In a recent review, Jane Ogilvie and Jessica Forrest analysed how the interaction between different bee traits and floral phenology shapes bee communities. Different bee species have different life-histories and, therefore, anticipated blooming affects them differently. For instance, social species like honey bees or bumblebees are active during the whole vegetation period. They experience resource turnover (i.e. certain flowers fade, others come up) and probably also some shortage (not enough flowers in their flight range). On the other hand, they are quite flexible and may use alternative flowers.
Pollen specialists like Andrena vaga don’t have this choice.
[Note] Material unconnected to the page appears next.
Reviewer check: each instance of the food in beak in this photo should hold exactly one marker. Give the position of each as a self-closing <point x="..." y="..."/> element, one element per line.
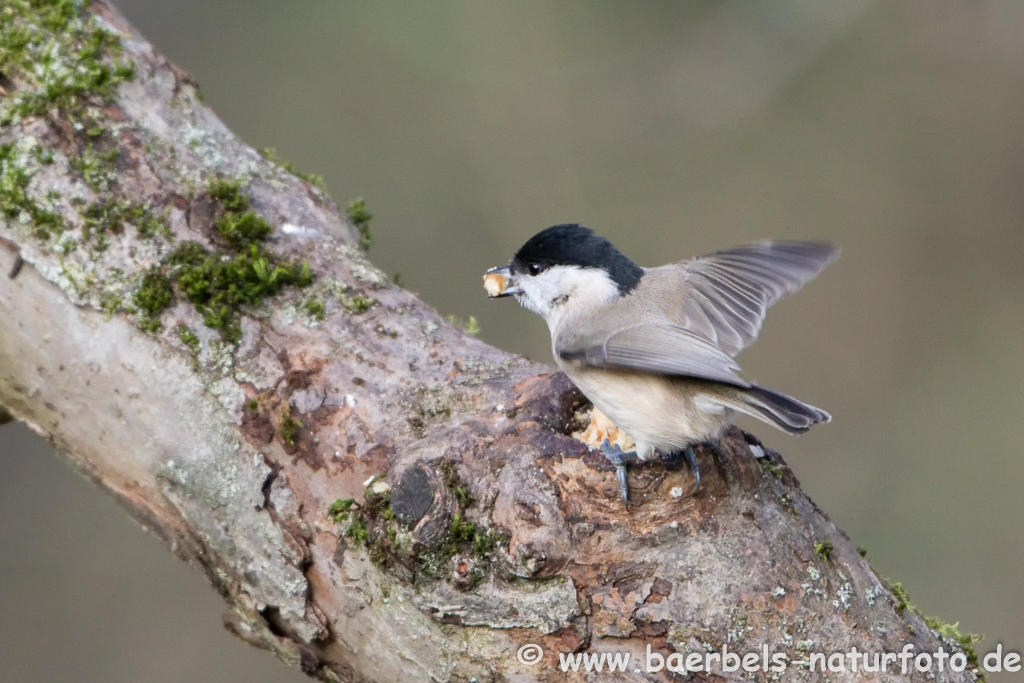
<point x="496" y="283"/>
If because of cold and rain the females hatch when the willow bloom is over, this means that they won’t provide as many nests as when their activity period and willow bloom is synchronized. As Ogilvie and Forrest pointed out, we don’t have studies analysing the effects this shift in flowering time has on solitary pollen specialists. It’s more than urgent to begin with this research. I have repeatedly pointed out how much bee/pollinator diversity matters, also for our food security. Even if we can’t foresee the consequences of global warming for bee diversity, the evidence we have by now is a strong argument to protect the climate.